玄関ホールの左右の壁をアイスジャベリンで撃ち抜き、立て籠もる奴等の度肝を抜いてやる。
〈ダルマさんが転んで屁をこいたら臭かった、三連射〉口内で呟きながらアイスジャベリンを撃ち込む。
〈ドゴーン〉〈ドゴーン〉〈ドゴーン〉連続する轟音と共に正面ドアの左右の壁に三つずつ穴が空いている。
仕上げに正面ドア中央に、直径50センチ程のアイスバレットを一発射ち込むとドアが吹き飛んだ。
「良いぞ、踏み込め!」
俺の言葉に頷き一斉に駆け出す王国騎士団、後に続こうとする冒険者を止めると、その横を侯爵様の騎士団が駆け抜ける。
「何故止めるんだよ。此れからが面白くなる所だぜ」
「ホランさん張り切りすぎ、王国騎士団が先陣を切っているんだぞ、顔を立ててやれよ」
アイスバレットやアイスジャベリンを見た、ヤハンやハインツ達が変な顔をして俺を見ている。
特大のアイスバレットやアイスジャベリンを見たことが有るのは、ホラン達以外はごく少数だからな。

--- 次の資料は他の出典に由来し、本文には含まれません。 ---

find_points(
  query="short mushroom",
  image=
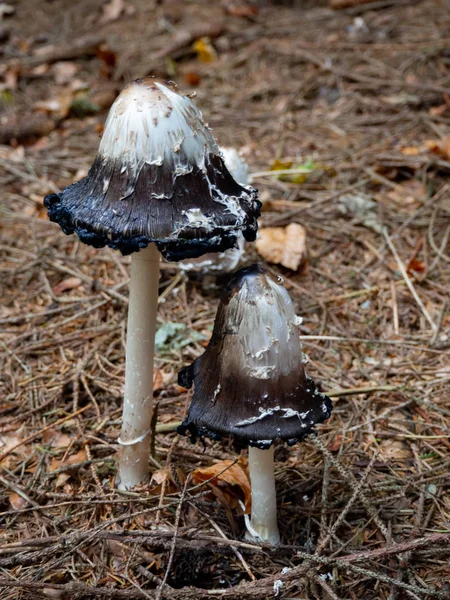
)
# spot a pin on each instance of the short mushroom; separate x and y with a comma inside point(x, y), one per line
point(158, 182)
point(222, 263)
point(250, 384)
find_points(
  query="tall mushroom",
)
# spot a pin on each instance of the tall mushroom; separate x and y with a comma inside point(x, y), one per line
point(158, 183)
point(250, 384)
point(222, 263)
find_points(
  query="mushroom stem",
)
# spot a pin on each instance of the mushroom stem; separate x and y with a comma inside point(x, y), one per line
point(140, 346)
point(264, 499)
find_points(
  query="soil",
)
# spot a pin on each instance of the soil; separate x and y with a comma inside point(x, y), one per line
point(360, 97)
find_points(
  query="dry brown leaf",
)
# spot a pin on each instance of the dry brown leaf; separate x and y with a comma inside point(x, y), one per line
point(394, 450)
point(62, 479)
point(17, 502)
point(410, 150)
point(112, 11)
point(68, 460)
point(236, 475)
point(56, 439)
point(440, 147)
point(408, 192)
point(283, 246)
point(67, 284)
point(10, 440)
point(158, 379)
point(59, 105)
point(64, 71)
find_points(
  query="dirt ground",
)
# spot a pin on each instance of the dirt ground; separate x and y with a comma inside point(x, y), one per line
point(361, 97)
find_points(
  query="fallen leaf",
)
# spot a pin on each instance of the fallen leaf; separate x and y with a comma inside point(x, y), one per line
point(62, 479)
point(108, 59)
point(440, 147)
point(59, 105)
point(228, 479)
point(408, 192)
point(64, 71)
point(438, 111)
point(68, 460)
point(283, 246)
point(173, 336)
point(192, 78)
point(158, 379)
point(17, 502)
point(415, 266)
point(204, 49)
point(335, 443)
point(392, 450)
point(363, 208)
point(112, 11)
point(410, 150)
point(70, 283)
point(56, 439)
point(298, 174)
point(6, 10)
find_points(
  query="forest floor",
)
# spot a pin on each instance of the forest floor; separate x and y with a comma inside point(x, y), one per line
point(361, 97)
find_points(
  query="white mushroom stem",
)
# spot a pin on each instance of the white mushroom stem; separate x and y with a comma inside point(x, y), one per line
point(140, 346)
point(264, 499)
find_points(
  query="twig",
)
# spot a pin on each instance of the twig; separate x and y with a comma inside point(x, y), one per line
point(174, 541)
point(408, 281)
point(41, 431)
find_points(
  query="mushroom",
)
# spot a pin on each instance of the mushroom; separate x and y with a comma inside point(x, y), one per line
point(221, 263)
point(158, 183)
point(250, 384)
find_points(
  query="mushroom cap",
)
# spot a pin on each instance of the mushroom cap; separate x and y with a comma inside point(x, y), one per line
point(158, 177)
point(250, 383)
point(221, 263)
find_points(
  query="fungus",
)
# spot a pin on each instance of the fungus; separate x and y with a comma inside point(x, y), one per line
point(158, 183)
point(221, 263)
point(250, 384)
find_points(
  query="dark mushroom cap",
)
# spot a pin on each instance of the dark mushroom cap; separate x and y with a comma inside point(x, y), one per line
point(250, 383)
point(158, 177)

俺達が話しながら邸内に入ると制圧はほぼ完了していた。
王国騎士団小隊長ブルスクに呼ばれて行くと、サロンに寝間着姿の男女が縛られ床に座らされている。
「ブルスクさん何か御用ですか」
「はっ、ご助力誠に有り難う御座います。実は一人治療して欲しい男が御座いまして、死なせる訳にはいかないもので・・・」
段々声が小さくなっていく、聞けばヴォルフ子爵が抵抗が無駄だと悟り、自殺を図り瀕死の状態だと言う。
成る程ね、死なせるには大物過ぎるって事か。
呼ばれたのは俺一人なのでさっさと治療して惚けておこうと思い、ヴォルフ子爵の所に案内してもらう。

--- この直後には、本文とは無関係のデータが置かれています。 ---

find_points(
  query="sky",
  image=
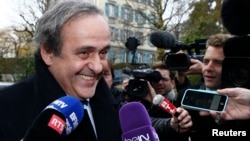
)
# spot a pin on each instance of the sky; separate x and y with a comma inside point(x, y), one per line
point(8, 12)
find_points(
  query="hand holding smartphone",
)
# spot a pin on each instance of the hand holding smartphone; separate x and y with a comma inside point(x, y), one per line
point(204, 100)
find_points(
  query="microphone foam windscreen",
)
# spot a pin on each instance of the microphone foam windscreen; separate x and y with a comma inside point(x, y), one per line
point(133, 115)
point(235, 16)
point(163, 39)
point(157, 99)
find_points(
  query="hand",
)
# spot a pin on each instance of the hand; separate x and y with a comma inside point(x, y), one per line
point(238, 106)
point(183, 122)
point(151, 93)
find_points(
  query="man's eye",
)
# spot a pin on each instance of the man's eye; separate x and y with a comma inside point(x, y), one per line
point(84, 55)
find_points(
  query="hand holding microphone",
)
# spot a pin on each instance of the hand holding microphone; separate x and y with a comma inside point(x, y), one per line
point(57, 120)
point(135, 123)
point(181, 120)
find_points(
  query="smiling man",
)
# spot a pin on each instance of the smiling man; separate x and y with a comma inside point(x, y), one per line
point(72, 41)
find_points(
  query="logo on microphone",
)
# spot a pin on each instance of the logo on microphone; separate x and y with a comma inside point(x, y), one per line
point(57, 123)
point(139, 138)
point(168, 106)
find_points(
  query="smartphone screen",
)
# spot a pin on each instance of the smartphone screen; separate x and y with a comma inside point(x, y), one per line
point(204, 100)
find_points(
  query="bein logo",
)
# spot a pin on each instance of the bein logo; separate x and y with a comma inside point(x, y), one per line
point(139, 138)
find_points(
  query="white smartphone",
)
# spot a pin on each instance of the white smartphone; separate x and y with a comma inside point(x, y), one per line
point(204, 100)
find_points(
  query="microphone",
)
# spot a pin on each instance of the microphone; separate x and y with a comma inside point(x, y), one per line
point(136, 124)
point(57, 120)
point(234, 16)
point(165, 104)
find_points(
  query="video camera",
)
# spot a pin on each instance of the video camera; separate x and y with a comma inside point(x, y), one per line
point(138, 87)
point(181, 61)
point(236, 65)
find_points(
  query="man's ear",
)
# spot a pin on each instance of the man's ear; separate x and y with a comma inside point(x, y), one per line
point(47, 54)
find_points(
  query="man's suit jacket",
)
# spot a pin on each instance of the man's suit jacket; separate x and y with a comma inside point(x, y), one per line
point(22, 102)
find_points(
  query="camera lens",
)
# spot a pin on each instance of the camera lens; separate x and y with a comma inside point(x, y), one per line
point(137, 88)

豪華な寝室の片隅に男が大の字になって転がっているが、胸にナイフが突き立っている。
胸をナイフで突いたのだが躊躇い傷が複数あり、何とか突き立てたが力が足りなかった様だ。
ナイフを抜かなかったので出血は少ないが、脈拍数は少なくなっている。
脈を測った首筋に手を当てたまま、ゆっくりと魔力を流しながらナイフを抜けと命じる。
一瞬血が溢れたが直ぐに傷が塞がっていき躊躇い傷も消えた。
〈おおっ〉
〈凄い!〉
〈何と・・・〉
「有り難う御座います。ハルト殿」
「多分この屋敷にも違法奴隷がいるはずですから、保護をお願いしますね」
「はっ、それに付きましてはコーエン侯爵殿が近隣貴族達の派遣軍を纏めて近日中に到着するはずです。其れ迄は責任を持って保護致します」
「では俺達は帰るから、後は宜しくね」
ブルスク小隊長にそう告げ、さっさとずらかろうとしたら侯爵様の騎士団の隊長に捕まった。
「ハルト殿、侯爵閣下到着まで居て貰えませんか」
「あーそれね、違法奴隷や奴隷商を押さえているのを引き渡す都合が有るので待ちますよ。エミナ通りのクルーゲン商会にいますから連絡下さい」
それだけ言って子爵邸を後にした。
ハインツがうずうずしているが、クルーゲン商会に帰ってから説明するからと言って黙らせる。